What Are the Goals of Monetary Policy?

What Are the Goals of Monetary Policy

The goals of monetary policy are price stability, economic growth, full employment, and balance of international payments. Monetary policy is a method formulated and implemented by the financial government to affect the operation of the macro economy through money supply, interest rates or other intermediary goals.
Monetary policy, also known as financial policy, refers to the general term for various guidelines, policies and countermeasures adopted by the central bank to control and adjust money supply and credit in order to accomplish its specific economic goals. The essence of monetary policy is that my country’s supply of money adopts different policy trends such as “tight”, “loose” or “appropriate” according to different stages of economic development.

Objectives of monetary policy

Stable prices

The goal of price stability is the main goal of the central bank’s monetary policy, and the essence of price stability is the stability of the currency value. Price stabilization is a relative concept, which is to control inflation so that general prices do not fluctuate sharply in the short term.

Full employment

The so-called full employment goal is to maintain a strong and stable level.
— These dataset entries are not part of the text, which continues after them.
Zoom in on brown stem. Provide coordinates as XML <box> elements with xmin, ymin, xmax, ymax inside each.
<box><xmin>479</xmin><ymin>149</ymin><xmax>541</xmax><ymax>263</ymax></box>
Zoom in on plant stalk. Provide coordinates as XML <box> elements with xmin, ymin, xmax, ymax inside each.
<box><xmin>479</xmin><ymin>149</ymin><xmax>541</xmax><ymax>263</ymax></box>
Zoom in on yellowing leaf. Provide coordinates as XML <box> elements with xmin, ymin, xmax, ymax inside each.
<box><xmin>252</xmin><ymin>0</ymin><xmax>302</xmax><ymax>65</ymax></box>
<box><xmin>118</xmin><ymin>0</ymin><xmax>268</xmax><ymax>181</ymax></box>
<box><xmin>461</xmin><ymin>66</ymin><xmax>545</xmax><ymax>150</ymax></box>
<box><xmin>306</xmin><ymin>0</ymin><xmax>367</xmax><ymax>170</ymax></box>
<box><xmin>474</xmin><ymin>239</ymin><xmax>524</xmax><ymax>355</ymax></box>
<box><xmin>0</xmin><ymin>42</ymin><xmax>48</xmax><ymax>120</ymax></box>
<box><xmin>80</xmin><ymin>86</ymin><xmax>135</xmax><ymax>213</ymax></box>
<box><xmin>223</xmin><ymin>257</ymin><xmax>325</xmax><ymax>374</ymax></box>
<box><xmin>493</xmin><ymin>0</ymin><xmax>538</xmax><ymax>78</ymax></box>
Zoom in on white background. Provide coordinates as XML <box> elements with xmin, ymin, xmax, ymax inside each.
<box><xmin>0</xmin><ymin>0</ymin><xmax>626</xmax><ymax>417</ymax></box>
Under the premise of full employment, anyone who is able and willing to work can find a suitable job at any time under more reasonable conditions.

Full employment is the level of utilization of all available resources. However, it is very difficult to assess the utilization level of various economic resources. Generally, the employment level of the labor force is used as the standard, that is, the unemployment rate index is used to consider the employment level of the labor force.

Economic Growth

The so-called economic growth means that the growth of the total economic volume must maintain a reasonable and strong rate. Countries generally use the GDP growth rate as the indicator for economic growth, that is, the specific GDP growth rate after deducting the price increase rate from the per capita nominal GDP growth rate. The government generally sets an indicator for the specific GNP growth rate during the planning period, which is indicated by a percentage, and the central bank takes this as the goal of monetary policy.

Balance the balance of payments:

According to the definition of the International Monetary Fund, the balance of payments is a statistical table of a country’s foreign trade transactions in a certain period, which shows:

1. The purchase and sale of goods, services and benefits between an economy and the rest of the world;

2. Changes in the economy’s monetary gold, special drawing rights and its ownership of claims and debts to the rest of the world;

3. In the accounting sense, gratuitous transfers and corresponding items required to equalize any accounts of the above-mentioned sales and changes that do not cancel each other out.

The relationship between monetary policy objectives

  1. The contradiction between stable prices and full employment

May lead to stable prices with strong unemployment or full employment with strong inflation.

2. The contradiction between price stability and economic growth

It may make the economy with sluggish economic growth stable or the economy with strong inflation to thrive.

3. The contradiction between stable prices and the balance of payments

It may lead to a balance of payments deficit under domestic inflation (relative price stability in other countries) or a balance of payments surplus under domestic price stability (relative inflation in other countries).